2016 · Shinji Higuchi, Hideaki Anno
When a massive, gilled monster emerges from the deep and tears through the city, the government scrambles to save its citizens. A rag-tag team of volunteers cuts through a web of red tape to uncover the monster's weakness and its mysterious ties to a foreign superpower. But time is not on their side - the greatest catastrophe to ever befall the world is about to evolve right before their very eyes.

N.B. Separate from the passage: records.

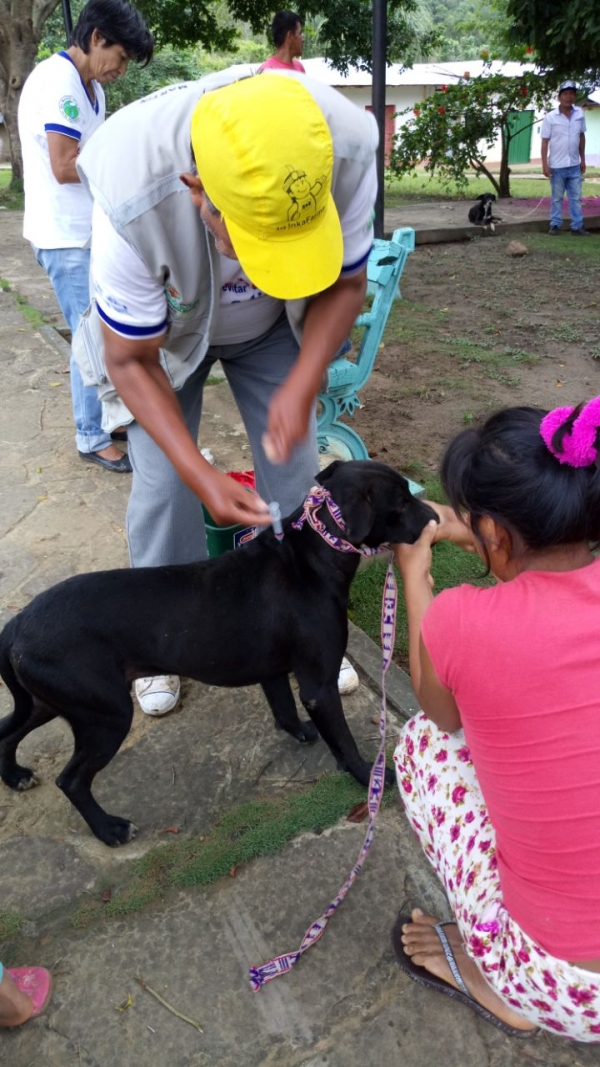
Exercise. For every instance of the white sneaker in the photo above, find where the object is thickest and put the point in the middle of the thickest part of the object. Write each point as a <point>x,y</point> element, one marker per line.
<point>347,680</point>
<point>158,695</point>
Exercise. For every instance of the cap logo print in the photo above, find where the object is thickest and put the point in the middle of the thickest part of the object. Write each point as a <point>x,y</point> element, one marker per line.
<point>303,195</point>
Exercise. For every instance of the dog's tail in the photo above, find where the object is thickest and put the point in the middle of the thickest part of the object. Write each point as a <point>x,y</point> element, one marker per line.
<point>22,699</point>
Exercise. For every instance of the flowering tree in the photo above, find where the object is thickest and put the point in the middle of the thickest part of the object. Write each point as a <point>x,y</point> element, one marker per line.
<point>455,127</point>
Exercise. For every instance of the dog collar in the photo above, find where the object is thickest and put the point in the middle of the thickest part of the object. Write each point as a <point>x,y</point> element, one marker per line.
<point>317,496</point>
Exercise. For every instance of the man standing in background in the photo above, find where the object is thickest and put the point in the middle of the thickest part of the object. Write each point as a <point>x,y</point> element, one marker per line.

dir. Shinji Higuchi, Hideaki Anno · 2016
Toho's first domestic Godzilla in twelve years handed the franchise to Hideaki Anno — creator of Neon Genesis Evangelion — and Anno turned the monster movie inside out: the creature is onscreen for minutes; the real spectacle is the Japanese state trying to respond. Co-directed with effects veteran Shinji Higuchi, the film plays as a procedural satire, all emergency meetings, jurisdictional turf wars, and captions naming every official and ministry in rapid-fire strobe — bureaucracy rendered with the editing rhythm of an anime. Its terror is precise: the imagery deliberately echoes the 2011 Tōhoku earthquake, tsunami, and Fukushima meltdown, restoring Godzilla to what he was in 1954 — a national trauma given a body. And what a body: a mutating, dead-eyed horror that evolves through grotesque intermediate forms, animated in part by motion capture of butoh-trained actor Mansai Nomura. Shiro Sagisu's score smuggles in Evangelion cues alongside Akira Ifukube's classic themes, fusing two generations of Japanese apocalypse. It swept the Japan Academy Prizes, including Best Picture — a kaiju film taken, at last, as seriously as its subject deserves.